Filled with passion, rhythm, and stories of life, love, and loss, mariachi music is an integral element of Mexican American culture that has found fans around the world.
Each of the five new stamps features a musician dressed in traje de charro, the traditional outfit of mariachi performers, playing one of five iconic mariachi instruments: guitar, guitarrón, vihuela, violin, and trumpet. The geometric shapes in the background of each stamp are a nod to Mexican villages where mariachi music originated. The digital illustrations started as rough sketches on paper, with the textures and colors added digitally. The artist used vibrant colors that evoke Mexican culture and capture the buoyant yet nostalgic feeling of mariachi music.
“Mariachi” refers to several things: to the music itself; to an individual musician or an ensemble of musicians; and, used as an adjective, to anything identified with the music, be it dance or costume or culture.
Though mariachi’s exact origins are obscure, it appears to have begun in western Mexico, where itinerant musicians made their living traveling from village to village to perform. The music of early mariachi included folk traditions from Spain, Mexico, and Africa that melded to create a new indigenous musical form, the son, which developed various regional styles.
While mariachi music had been in the United States for many years, by the 1960s, American churches, schools, and universities began to develop and sponsor mariachi programs that produced new generations of musicians and enthusiasts. Immigrants to various parts of the U.S. created vibrant regional mariachi cultures that widened the appeal of this traditional music to new audiences. In addition, the American mariachi movement is being disseminated by first, second, and third-generation Mexican Americans as a way of expressing ethnic pride and of staying connected to their heritage.
Mariachi bands traditionally used the round-backed guitar called the vihuela , which gives the mariachi music its rhythmic vitality; the guitarrón , which is a bass guitar; and the Mexican folk harp, the arpa. By the 1940s and 1950s, the modern urban mariachi sound emerged with the expanded instrumentation including violins and trumpets. Today, ensembles continue to broaden the use of instruments, with some groups adding six to eight violins, two to four trumpets, an accordion, and the arpa, which had fallen out of use but has made a comeback among professional groups.
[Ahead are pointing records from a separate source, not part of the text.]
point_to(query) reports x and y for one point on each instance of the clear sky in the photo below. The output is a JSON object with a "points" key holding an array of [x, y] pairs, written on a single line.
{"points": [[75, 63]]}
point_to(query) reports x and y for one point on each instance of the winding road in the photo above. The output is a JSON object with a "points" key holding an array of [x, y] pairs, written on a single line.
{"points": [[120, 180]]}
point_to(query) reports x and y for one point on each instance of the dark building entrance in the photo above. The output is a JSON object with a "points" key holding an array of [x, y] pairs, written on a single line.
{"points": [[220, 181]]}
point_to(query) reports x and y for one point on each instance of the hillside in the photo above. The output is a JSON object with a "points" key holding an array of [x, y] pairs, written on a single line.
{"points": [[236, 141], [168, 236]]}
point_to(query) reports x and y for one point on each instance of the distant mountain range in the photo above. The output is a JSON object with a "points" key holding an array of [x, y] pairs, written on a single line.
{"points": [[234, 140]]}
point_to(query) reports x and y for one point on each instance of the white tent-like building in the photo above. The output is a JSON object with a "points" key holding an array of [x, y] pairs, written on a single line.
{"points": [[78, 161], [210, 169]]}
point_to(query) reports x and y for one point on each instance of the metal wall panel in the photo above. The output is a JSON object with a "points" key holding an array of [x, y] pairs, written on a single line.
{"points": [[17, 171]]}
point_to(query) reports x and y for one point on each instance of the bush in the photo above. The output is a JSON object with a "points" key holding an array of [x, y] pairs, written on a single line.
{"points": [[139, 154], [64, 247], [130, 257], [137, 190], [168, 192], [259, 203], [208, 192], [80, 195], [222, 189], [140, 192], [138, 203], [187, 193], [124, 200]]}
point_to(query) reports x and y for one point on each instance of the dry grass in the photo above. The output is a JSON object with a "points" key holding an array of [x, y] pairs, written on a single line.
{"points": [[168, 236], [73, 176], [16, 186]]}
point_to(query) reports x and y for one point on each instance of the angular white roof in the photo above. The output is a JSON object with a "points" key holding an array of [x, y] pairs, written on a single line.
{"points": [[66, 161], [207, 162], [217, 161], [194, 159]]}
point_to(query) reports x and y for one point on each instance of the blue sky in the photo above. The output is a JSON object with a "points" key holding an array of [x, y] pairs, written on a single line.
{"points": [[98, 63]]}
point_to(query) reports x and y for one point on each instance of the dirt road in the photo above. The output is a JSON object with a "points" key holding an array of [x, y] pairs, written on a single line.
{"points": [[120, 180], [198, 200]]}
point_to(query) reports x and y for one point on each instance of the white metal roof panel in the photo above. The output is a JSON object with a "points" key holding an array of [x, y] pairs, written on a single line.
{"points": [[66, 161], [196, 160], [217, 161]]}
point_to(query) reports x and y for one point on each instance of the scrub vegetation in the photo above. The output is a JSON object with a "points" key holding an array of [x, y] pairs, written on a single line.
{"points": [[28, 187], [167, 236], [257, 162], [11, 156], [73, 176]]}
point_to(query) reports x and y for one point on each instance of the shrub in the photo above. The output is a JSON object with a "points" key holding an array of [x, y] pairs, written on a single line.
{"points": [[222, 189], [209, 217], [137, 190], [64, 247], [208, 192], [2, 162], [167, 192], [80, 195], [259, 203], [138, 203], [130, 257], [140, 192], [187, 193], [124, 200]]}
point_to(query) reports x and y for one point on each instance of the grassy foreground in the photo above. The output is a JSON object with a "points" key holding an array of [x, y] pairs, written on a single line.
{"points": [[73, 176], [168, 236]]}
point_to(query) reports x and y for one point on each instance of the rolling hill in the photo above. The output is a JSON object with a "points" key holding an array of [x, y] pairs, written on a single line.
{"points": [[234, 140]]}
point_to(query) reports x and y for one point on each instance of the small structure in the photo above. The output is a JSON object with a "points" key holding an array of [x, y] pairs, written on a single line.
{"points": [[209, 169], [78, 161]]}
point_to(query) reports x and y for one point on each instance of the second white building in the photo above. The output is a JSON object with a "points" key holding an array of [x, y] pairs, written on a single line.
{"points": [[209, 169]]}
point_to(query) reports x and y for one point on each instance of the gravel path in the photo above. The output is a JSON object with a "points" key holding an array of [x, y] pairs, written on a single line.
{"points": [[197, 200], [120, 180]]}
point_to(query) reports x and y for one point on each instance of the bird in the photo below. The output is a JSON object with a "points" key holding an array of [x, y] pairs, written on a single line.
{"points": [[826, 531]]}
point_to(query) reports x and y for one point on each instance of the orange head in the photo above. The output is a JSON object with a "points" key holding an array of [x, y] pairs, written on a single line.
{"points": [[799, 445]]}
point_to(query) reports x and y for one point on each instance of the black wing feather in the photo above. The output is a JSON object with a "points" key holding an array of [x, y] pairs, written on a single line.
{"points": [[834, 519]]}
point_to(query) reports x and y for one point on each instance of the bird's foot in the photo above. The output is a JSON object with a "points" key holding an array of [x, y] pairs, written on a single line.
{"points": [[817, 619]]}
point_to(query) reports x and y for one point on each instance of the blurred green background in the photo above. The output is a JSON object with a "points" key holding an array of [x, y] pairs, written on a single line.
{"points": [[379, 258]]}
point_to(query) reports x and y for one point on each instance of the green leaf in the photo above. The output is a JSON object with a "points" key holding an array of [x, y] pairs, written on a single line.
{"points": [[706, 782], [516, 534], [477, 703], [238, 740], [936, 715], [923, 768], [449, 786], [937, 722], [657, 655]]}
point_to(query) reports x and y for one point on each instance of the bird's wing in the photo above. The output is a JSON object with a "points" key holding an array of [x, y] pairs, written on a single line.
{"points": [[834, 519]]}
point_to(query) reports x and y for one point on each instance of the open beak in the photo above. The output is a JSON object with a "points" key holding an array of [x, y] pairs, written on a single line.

In recognition of the importance and widespread appeal of mariachi music and culture, in 2011, UNESCO added them to the list “Intangible Cultural Heritage of Humanity.”
Rafael López designed the stamps and created the art. Derry Noyes art directed the project
The Mariachi stamps are being issued as Forever® stamps in panes of 20. These Forever stamps are always equal in value to the current First-Class Mail® one-ounce price.